No gênesis joanino, encontramos a luz já no quarto versículo: “A vida estava nele e a vida era a luz dos homens” (Jo 1.4, ARA). Na frase seguinte, o Evangelista descreve o ministério da luz: “A luz resplandece nas trevas, e as trevas não prevaleceram contra ela” (Jo 1.5, ARA). Nesse princípio, a luz não precisa de ajuda para separar-se das trevas. Vencendo penumbras e escuridões, ela resplandece em trevas espirituais, morais, emocionais e éticas. Até mesmo nas trevas teológicas, resplandece ela; nada a pode conter; irresistível.
Agora, numa pausa linguística, examinemos a palavra “luz”, de acordo com o idioma que serviu de plataforma ao Novo Testamento.
Segundo a mitologia grega, a luz origina-se de Phosphorus, uma divindade menor responsável pela claridade do Cosmos. Filho de Eos, a deusa da aurora, o Phosphorusera reverenciado como a Estrela da Alva. Desse substantivo, originou-se o vocábulophos, traduzido em português como “luz”.
Despido já das roupagens mitológicas, o termo phos seria largamente usado pelos autores do Novo Testamento. Encontramo-lo nos evangelhos, nas epístolas e na revelação final. Examinemos, com mais atenção, essa palavra tão significativa e tão bela. Além de sua primitiva significação, ela é usada para representar a claridade de um candeeiro, o clarão de uma tocha, o brilho de uma estrela e o resplendor do Sol.
Metaforicamente, representa Deus, a verdade, o conhecimento, a pureza e a razão. Todavia, a maior imagem que a luz pode evocar é a do Filho de Deus que, na rude cruz, deu-se em resgate por nossas almas. Ele é a luz profetizada por Isaías, que começaria a alumiar o mundo a partir da Galileia dos gentios:
Mas para a terra que estava aflita não continuará a obscuridade. Deus, nos primeiros tempos, tornou desprezível a terra de Zebulom e a terra de Naftali; mas, nos últimos, tornará glorioso o caminho do mar, além do Jordão, Galileia dos gentios.
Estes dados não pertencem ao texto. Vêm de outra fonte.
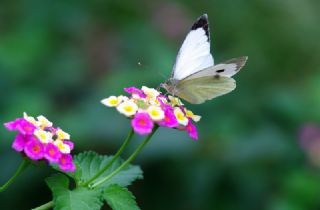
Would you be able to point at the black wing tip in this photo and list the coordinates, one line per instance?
(202, 22)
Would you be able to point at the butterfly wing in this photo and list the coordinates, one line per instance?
(198, 90)
(224, 69)
(210, 82)
(194, 54)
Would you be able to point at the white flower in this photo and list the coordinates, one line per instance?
(182, 119)
(150, 92)
(64, 148)
(155, 113)
(31, 120)
(175, 101)
(128, 108)
(62, 135)
(44, 122)
(112, 101)
(43, 136)
(194, 117)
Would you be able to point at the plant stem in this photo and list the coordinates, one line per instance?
(25, 163)
(124, 164)
(115, 157)
(45, 206)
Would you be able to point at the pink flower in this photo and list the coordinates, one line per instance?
(66, 164)
(21, 125)
(69, 143)
(192, 130)
(26, 127)
(19, 142)
(169, 120)
(134, 90)
(142, 123)
(34, 149)
(52, 153)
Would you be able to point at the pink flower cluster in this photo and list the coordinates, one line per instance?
(147, 107)
(39, 140)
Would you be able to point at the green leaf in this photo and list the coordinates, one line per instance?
(89, 163)
(120, 198)
(80, 198)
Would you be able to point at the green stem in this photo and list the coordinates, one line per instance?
(21, 168)
(45, 206)
(124, 164)
(115, 157)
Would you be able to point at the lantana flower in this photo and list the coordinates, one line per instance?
(39, 140)
(147, 107)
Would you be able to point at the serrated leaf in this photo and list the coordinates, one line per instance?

O povo que andava em trevas viu grande luz, e aos que viviam na região da sombra da morte, resplandeceu-lhes a luz. (Is 9.1,2, ARA)
Com base nessa passagem, já nos é possível definir uma teologia da luz. Em seguida, estudaremos as implicações do candelabro do Tabernáculo Santo na soteriologia do Testamento Novo.      

A teologia da luz

A teologia da luz nada mais é do que a doutrina que ensina ser Deus o pai das luzes; alumiar é a sua função. Ele não se limita a espargir luz sobre as trevas espirituais; deleita-se também em esclarecer as simples e elementares dúvidas intelectuais. Se estamos emocionalmente obscurecidos, aclara-nos Ele os sentimentos; ilumina-nos os recônditos do coração e faz-nos a alma brilhar.
Para simbolizar a luz por excelência — Jesus em Deus —, ordenou Moisés o fabrico da mais bela mobília do Tabernáculo, que, hoje, serve de símbolo ao Estado de Israel. 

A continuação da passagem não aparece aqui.